Hacker News new | ask | show | jobs
by usernametaken29 36 days ago
While 100 million tokens sounds a lot, think about it for a bit, and you’ll see why it is basically nothing. Try to cram a human lifetime of sounds, smells, video and more sensory data into 100 million tokens. Heck, try to process the video plot of a single series into that window. It just won’t work, it won’t scale, and is laughable compared to contextual memory. I’m not saying that to belittle the authors of the paper but the reality is that this has very little to do with transient long term memory.
2 comments

You don't remember a lifetime of smells. You don't have any memories from huge swaths of time. There are entire years of your life compressed down to vibes and a handful of events you largely misremember.
That’s a very weak argument. Memories are not exact replica of experiences. We know that many memories are retained through a lifetime, particularly the ones from early childhood. Unlike computers we always reconstruct memories from several modalities. Even if we remember largely on vibes as you say (which is not true when you look into neuroscience), the sheer amount of information is overwhelming. Again, try to run a 90 minute movie through an LLM memory system. It won’t be able to tell you the plot. That’s before you even feed it sound. Even 100M tokens is not enough for that. You on the other hand will largely remember the movies you liked and their major plot lines and from there be able to reconstruct its scenes. I think the engineers working on memory vastly underestimate the capacity problem of discrete states.
blah blah we know that blah neuroscience blah blah blah.

This isn't an argument you are making, it's just an assertion that you could make an argument if you are so inclined, but you won't be doing so at this time, but "science" is obviously on your side, but you can't be bothered to say how or even enough detail for someone to check what you are referring to. I can do that to, see my first sentence in this reply.

I don't know how LLM memory systems work. I do know that you don't have a lifetime of remembering everything with high precision. Not only do most people not remember the plot of most of the movies they have seen, they can't reliably list most of the movies they have seen. Not everyone has a good memory. My point is that it's not valid to reference a false model of how human memory works as a reason some specific LLM memory implementation isn't useful for solving some problems.

Exactly, and for a given task you don't need to recall what your friend's brother's name is to do a git commit and push. There's a pull for more context to make these things better, but also the pull to make these execute in such a small context effectively when appropriate.

I'm more on team small tasks because of my love of unix piping, I keep telling folks, as a old Linux dude, seeing subagents work together for the first time felt like I was learning to pipe sed and awk for the first time. I realized how powerful these could be, and we still seem to be going that direction.

I think you underestimate just how much information 100M words-ish of information is.
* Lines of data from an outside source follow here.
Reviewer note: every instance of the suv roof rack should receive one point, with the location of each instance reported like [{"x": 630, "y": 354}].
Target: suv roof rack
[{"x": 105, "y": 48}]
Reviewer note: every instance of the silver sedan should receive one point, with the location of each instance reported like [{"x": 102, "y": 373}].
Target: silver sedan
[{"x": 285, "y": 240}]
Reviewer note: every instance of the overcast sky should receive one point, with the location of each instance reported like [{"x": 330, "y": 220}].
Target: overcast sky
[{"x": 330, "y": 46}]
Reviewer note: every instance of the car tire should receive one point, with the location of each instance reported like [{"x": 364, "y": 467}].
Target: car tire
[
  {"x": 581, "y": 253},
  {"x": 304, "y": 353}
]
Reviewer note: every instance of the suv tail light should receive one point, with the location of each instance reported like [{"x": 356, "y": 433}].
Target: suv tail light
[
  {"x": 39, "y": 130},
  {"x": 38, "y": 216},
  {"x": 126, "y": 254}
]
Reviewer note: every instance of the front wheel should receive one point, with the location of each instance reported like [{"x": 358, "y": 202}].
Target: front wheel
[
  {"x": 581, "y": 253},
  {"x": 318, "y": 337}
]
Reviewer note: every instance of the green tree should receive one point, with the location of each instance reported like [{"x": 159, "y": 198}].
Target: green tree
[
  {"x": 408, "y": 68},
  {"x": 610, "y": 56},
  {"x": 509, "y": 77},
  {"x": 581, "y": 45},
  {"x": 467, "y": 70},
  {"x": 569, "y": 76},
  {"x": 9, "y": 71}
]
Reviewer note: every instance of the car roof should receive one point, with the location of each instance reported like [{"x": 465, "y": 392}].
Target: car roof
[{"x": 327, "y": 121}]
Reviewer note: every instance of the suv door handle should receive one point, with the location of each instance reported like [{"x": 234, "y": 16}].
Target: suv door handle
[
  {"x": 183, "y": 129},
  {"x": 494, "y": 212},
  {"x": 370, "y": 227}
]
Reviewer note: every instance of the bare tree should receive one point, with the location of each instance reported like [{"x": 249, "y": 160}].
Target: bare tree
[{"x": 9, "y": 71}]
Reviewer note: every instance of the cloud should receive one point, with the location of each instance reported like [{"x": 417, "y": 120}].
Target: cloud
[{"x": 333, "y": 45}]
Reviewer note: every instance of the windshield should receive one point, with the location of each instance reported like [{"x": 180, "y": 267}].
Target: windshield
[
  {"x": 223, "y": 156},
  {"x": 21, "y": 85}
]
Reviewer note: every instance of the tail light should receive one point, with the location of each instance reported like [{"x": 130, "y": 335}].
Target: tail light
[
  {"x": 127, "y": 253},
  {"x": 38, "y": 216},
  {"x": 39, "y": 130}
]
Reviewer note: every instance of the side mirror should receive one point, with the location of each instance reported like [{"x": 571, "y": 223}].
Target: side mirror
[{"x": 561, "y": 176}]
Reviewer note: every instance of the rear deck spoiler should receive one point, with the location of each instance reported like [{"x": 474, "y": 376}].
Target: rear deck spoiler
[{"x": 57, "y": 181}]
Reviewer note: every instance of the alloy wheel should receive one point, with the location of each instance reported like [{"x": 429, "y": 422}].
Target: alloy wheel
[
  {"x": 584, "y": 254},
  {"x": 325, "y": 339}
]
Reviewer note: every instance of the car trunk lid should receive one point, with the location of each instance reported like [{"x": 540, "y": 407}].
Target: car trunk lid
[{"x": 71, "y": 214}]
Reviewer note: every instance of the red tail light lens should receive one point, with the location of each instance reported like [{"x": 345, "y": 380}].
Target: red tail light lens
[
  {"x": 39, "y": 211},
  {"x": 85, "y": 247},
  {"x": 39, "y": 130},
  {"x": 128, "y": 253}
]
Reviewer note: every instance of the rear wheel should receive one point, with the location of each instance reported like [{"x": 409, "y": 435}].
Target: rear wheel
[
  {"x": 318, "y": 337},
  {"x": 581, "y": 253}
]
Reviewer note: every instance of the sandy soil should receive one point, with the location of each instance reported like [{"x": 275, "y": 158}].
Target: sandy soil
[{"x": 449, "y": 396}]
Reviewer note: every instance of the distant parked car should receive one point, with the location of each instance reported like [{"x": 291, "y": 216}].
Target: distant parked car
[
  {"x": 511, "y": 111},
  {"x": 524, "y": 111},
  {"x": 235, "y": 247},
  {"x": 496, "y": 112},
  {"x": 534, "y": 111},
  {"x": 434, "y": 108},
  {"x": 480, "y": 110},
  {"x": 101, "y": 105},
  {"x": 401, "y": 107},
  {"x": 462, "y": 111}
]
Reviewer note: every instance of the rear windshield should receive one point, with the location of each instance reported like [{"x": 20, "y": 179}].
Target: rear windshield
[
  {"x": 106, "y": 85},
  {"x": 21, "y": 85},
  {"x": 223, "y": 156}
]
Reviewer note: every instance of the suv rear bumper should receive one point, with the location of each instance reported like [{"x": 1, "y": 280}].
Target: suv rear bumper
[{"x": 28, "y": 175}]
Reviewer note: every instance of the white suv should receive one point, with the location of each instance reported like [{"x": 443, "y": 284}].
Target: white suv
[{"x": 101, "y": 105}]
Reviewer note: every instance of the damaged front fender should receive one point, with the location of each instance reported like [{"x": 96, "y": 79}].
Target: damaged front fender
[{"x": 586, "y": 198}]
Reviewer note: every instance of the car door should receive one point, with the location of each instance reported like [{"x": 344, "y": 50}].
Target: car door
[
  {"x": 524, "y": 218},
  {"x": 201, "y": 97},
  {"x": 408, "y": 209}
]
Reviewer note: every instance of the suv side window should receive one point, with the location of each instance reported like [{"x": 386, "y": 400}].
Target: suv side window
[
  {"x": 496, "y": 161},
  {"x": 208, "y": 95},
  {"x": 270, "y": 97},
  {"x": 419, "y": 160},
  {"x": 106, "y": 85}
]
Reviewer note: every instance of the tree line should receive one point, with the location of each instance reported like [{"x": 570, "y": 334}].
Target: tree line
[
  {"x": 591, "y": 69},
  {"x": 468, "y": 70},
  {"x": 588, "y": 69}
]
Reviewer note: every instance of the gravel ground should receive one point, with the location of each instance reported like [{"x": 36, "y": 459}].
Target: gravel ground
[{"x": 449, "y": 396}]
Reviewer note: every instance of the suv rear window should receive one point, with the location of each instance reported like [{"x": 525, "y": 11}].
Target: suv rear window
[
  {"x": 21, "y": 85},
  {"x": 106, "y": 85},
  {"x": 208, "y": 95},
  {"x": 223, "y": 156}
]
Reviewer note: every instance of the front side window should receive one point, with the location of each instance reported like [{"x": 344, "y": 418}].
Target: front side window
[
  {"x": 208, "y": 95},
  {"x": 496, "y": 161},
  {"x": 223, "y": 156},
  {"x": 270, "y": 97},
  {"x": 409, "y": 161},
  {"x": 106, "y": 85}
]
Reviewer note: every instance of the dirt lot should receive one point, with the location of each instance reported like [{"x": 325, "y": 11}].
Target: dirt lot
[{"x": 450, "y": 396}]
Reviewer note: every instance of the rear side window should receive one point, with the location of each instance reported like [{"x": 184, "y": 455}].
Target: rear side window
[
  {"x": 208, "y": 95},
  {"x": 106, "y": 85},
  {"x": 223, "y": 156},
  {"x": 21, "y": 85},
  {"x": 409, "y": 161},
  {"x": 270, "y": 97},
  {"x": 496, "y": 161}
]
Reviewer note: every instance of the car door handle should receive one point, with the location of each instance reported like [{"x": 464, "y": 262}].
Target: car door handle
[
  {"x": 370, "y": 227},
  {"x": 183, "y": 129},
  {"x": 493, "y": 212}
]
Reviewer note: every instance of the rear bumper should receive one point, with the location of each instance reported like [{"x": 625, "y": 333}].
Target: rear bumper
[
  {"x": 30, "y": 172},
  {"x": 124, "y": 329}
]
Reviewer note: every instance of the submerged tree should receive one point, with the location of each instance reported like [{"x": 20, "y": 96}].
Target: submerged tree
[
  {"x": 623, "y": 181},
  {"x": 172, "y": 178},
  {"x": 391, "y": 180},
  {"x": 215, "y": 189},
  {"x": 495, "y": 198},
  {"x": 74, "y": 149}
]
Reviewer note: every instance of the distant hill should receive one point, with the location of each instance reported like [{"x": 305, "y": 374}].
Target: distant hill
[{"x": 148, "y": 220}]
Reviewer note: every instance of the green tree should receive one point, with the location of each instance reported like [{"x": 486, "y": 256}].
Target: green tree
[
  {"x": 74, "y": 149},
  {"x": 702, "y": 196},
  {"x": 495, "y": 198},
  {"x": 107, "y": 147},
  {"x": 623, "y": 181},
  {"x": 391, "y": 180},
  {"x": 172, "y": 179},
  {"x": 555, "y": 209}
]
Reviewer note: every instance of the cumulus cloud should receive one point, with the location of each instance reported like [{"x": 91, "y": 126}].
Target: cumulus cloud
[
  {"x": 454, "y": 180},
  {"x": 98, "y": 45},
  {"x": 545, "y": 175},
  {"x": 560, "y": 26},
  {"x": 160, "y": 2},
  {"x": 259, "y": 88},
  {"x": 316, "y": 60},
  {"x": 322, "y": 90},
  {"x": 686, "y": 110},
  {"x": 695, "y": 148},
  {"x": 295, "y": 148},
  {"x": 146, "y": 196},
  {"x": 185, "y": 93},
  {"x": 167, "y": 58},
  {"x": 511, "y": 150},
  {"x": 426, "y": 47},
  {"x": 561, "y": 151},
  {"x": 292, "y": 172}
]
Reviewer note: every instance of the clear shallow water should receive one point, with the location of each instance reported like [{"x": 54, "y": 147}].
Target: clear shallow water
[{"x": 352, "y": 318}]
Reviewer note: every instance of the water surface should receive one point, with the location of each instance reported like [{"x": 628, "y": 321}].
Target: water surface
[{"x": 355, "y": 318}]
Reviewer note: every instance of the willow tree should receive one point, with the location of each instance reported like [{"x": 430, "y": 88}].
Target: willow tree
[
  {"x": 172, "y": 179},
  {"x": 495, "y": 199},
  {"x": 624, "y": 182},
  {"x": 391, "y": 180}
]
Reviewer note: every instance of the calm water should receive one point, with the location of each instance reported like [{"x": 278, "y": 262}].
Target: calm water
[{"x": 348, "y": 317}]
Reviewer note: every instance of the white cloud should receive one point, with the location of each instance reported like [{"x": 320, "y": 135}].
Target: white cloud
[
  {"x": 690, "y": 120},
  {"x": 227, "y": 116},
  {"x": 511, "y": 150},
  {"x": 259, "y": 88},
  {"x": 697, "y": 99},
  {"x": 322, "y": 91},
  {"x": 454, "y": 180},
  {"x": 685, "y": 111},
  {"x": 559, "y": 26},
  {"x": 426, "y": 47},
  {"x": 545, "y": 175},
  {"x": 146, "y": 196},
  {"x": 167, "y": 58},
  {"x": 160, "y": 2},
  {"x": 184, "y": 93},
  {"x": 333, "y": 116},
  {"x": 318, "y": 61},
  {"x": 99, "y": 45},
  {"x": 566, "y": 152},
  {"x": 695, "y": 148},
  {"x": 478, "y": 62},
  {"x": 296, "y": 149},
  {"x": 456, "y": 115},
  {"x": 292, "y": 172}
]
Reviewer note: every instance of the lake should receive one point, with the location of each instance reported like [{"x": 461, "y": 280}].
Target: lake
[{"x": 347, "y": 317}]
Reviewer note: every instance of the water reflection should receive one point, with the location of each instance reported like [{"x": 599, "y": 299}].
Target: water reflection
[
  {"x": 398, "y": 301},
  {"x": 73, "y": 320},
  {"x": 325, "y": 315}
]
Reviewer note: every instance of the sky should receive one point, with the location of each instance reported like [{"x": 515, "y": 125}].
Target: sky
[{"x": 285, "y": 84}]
It's like a 300,000 page novel. That's a 50 foot (~15 meter) thick book.

Surely with (much less than) 300K pages you could describe every meaningful detail of a video series' plot. You don't need to remember the exact pixel values.

You can also scale the numbers up. I specifically chose a relatively small model and short context length as a reference, so 100x bigger is not out of question. At that point, with a 10B token capacity, you are looking at all of English Wikipedia in a single state.